Dismissing the judicial review proceedings, the trial judge refused the appellant’s request to direct that her trial be held “otherwise than in public” pursuant to s.45 of the Courts (Supplemental Provisions) Act 1961 and directed that as the appellant had since reached the age of 18, the title of the proceedings should be amended to reflect the appellant’s own name.

The trial judge restricted the reporting of any matter in the judicial review which would identify the appellant, as otherwise her right of appeal against his refusal to make an order pursuant to s.45 “would be rendered nugatory”.

The appellant submitted numerous grounds of appeal, in particular alleging that the trial judge erred in failing to find that the right to trial with due expedition was breached, and in finding that there were no exceptional circumstances which would warrant prohibiting the appellant’s trial.

The Court of Appeal

Mr Justice Birmingham stated that the leading case on prosecutorial delay is Donoghue v DPP [2014] 2 IR 762, in which the Supreme Court indicated that the first question to be determined by a court is whether there has been culpable prosecutorial delay, and where there has been such delay, the court must then carry out a balancing exercise.

The Court of Appeal considered that whilst the fact that the appellant was charged after her brother had no practical effect where they were to be tried on the same date, the applicant herself has prolonged the prosecution process.

Mr Justice Birmingham recognised that once the trial judge concluded that there had not been blameworthy prosecutorial delay, that was sufficient to dispose of the application for judicial review, but the High Court went on to consider the balancing exercise nonetheless.

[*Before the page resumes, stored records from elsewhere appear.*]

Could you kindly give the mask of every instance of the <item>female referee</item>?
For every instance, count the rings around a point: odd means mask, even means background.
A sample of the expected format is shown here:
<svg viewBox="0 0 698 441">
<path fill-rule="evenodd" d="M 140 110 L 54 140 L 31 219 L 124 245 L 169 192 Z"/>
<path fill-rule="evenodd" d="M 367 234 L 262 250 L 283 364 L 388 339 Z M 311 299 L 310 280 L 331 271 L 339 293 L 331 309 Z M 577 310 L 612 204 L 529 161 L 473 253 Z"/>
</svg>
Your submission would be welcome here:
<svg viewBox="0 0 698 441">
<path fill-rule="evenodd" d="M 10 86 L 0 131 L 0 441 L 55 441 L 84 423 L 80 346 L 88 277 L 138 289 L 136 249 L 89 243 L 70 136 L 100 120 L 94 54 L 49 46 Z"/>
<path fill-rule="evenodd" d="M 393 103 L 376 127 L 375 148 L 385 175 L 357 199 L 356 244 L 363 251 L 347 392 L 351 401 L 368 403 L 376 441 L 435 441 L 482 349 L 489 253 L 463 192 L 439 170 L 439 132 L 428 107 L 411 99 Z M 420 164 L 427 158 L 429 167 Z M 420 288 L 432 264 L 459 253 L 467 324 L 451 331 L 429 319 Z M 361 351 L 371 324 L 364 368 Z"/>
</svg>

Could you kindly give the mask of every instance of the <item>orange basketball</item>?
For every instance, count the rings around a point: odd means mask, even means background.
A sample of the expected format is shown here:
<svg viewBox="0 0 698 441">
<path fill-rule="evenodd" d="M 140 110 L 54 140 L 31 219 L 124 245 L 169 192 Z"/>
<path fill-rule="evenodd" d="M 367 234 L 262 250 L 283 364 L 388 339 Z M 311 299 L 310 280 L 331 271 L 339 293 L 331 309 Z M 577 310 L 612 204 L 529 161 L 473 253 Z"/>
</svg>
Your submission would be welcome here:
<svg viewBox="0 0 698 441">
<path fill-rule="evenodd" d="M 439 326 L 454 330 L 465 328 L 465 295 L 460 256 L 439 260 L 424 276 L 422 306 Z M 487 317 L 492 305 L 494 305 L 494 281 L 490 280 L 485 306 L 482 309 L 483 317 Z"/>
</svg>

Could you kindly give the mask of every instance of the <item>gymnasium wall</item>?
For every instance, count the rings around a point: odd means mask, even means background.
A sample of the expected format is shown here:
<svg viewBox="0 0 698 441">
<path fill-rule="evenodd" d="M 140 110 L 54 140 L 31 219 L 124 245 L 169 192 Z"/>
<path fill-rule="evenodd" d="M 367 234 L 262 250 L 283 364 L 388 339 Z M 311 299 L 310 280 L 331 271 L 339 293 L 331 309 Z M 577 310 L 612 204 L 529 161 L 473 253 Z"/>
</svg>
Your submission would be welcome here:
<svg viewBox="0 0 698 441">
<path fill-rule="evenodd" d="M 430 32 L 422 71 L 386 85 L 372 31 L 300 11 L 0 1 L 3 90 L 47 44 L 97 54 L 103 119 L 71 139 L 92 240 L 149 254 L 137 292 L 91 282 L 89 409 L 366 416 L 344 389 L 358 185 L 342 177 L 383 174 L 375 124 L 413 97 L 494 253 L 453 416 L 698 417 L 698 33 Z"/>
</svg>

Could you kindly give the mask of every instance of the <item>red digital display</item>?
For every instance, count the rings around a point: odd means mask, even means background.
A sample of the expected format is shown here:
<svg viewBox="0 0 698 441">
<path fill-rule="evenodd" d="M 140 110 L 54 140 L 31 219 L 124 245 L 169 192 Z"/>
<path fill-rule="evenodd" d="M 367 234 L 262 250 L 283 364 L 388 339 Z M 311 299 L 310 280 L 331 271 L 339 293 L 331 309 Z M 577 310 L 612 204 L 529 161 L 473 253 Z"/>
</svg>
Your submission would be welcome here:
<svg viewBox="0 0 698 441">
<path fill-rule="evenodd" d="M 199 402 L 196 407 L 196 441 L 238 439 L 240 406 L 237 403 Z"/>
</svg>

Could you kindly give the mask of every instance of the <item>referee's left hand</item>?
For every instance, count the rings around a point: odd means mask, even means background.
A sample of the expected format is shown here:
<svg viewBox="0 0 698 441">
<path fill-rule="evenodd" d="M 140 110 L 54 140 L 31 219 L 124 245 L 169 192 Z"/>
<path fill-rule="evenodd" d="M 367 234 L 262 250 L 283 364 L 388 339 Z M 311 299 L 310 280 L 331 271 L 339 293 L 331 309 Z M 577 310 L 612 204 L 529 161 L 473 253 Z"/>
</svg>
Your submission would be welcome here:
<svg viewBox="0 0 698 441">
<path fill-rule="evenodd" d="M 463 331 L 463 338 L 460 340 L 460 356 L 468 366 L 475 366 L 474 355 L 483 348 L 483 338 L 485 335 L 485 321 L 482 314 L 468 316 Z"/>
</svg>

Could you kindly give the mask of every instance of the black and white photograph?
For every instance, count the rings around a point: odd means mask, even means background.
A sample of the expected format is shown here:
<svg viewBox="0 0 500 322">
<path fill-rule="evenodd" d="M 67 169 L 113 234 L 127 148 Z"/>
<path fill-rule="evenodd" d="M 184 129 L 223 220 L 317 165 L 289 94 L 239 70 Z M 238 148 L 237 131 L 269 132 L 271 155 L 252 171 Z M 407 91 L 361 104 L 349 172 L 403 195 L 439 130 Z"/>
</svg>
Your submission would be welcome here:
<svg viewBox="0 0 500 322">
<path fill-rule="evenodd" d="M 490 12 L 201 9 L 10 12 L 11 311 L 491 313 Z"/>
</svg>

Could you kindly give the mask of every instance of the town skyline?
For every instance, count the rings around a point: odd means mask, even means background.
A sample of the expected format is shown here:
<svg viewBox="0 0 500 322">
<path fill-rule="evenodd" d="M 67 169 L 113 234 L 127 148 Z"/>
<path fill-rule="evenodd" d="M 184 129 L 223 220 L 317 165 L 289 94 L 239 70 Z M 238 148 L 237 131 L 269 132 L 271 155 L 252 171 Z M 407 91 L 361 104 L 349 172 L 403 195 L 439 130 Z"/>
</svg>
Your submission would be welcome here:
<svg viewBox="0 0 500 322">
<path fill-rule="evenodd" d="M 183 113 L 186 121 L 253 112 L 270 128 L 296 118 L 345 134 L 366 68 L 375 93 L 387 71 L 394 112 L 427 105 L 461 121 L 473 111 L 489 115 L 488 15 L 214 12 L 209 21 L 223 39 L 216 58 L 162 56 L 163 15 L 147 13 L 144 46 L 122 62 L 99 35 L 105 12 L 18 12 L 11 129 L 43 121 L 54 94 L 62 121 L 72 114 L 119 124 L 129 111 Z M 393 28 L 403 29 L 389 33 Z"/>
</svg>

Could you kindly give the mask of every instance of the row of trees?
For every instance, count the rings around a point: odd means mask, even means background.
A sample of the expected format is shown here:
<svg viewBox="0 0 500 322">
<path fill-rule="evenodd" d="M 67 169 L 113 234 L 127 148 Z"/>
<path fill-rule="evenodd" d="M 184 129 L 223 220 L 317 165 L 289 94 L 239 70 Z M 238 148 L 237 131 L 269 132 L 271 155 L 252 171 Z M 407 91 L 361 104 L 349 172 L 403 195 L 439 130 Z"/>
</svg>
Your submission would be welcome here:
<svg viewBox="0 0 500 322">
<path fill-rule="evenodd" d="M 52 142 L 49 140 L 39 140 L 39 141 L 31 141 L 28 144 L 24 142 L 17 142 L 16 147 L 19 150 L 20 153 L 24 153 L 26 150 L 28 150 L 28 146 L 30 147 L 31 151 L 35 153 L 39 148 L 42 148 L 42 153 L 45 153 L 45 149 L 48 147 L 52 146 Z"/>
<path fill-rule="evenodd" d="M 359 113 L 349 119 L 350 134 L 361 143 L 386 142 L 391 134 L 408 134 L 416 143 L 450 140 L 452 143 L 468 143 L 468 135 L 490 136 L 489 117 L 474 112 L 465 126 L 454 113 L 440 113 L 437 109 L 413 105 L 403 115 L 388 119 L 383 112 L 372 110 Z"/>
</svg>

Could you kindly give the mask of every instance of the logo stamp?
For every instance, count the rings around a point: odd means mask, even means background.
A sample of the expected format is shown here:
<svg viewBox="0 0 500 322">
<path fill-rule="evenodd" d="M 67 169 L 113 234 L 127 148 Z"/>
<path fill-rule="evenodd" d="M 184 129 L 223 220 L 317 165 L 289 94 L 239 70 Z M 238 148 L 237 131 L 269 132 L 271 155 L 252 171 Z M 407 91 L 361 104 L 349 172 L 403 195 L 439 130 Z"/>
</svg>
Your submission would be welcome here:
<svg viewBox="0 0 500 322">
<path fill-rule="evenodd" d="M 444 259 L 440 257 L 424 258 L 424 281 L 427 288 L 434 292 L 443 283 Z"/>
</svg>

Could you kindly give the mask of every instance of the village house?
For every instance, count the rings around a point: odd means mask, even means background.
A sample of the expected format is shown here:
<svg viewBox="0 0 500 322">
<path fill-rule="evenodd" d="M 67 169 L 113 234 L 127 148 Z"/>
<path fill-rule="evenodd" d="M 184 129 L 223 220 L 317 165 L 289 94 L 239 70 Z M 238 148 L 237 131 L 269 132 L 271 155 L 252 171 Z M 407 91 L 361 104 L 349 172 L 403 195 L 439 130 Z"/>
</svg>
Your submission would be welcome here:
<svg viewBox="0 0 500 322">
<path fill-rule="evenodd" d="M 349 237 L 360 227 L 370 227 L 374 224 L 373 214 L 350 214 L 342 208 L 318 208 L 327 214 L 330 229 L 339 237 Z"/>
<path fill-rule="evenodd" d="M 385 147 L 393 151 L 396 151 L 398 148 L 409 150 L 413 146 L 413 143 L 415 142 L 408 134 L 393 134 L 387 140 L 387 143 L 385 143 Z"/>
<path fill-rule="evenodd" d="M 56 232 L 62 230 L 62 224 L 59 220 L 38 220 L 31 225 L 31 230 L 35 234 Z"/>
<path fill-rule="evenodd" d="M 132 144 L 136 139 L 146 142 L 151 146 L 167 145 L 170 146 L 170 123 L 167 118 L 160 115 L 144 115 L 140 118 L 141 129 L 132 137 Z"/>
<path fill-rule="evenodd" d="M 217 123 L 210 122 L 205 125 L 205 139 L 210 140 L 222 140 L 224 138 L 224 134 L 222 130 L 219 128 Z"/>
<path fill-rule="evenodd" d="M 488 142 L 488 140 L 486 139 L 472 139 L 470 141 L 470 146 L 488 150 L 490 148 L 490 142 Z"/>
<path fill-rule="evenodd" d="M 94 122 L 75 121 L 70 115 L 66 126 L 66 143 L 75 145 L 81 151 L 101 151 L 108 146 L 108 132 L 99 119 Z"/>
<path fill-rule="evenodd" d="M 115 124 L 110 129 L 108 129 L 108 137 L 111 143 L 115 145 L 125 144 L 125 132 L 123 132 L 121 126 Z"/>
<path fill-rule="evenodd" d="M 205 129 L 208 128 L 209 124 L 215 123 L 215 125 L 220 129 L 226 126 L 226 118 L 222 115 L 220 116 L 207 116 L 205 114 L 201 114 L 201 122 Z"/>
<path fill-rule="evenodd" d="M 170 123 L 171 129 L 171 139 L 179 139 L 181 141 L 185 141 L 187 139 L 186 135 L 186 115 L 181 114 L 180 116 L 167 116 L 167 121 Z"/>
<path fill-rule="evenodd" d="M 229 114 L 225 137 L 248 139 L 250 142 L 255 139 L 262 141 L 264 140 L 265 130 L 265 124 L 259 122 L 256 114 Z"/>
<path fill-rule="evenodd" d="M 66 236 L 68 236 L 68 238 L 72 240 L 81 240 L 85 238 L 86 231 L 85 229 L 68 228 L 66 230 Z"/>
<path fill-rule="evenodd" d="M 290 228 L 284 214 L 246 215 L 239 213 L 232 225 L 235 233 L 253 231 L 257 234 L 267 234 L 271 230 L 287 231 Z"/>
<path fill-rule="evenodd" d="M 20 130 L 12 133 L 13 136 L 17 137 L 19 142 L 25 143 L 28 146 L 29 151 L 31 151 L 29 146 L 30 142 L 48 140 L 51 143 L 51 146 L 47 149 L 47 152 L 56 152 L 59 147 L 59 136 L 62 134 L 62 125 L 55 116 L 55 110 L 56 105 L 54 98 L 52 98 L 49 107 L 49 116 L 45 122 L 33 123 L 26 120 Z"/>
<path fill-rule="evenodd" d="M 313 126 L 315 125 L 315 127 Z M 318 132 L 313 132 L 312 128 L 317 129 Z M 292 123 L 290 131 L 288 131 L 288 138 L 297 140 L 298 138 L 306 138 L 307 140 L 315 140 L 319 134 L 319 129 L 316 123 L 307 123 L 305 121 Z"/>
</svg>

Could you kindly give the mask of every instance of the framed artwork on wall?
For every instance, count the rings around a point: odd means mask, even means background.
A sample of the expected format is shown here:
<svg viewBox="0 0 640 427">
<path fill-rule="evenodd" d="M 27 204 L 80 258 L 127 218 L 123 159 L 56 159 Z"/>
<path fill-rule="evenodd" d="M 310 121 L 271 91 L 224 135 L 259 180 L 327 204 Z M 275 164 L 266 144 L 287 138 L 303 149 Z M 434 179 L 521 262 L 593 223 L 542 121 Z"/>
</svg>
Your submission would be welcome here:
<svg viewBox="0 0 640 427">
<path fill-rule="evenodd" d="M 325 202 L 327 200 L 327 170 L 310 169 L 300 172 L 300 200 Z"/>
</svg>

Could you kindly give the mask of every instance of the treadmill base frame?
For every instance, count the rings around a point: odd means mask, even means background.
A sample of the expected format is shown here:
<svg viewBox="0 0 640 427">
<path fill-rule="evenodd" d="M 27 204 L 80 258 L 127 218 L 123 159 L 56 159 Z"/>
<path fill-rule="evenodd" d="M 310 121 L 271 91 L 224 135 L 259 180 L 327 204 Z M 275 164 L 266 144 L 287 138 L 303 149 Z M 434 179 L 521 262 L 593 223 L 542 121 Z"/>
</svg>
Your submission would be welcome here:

Finding that the loss of anonymity was a significant disadvantage to the appellant, the court noted that this had to be balanced against the seriousness of the case, bearing in mind that the appellant could be seen to be the instigator of the incident.

Agreeing with the High Court that the appellant had made progress with her personal difficulties, Mr Justice Birmingham was satisfied that this was not a case where the interests of justice would be served by prohibiting the trial.

Conclusion

Accordingly, the Court of Appeal dismissed the appeal.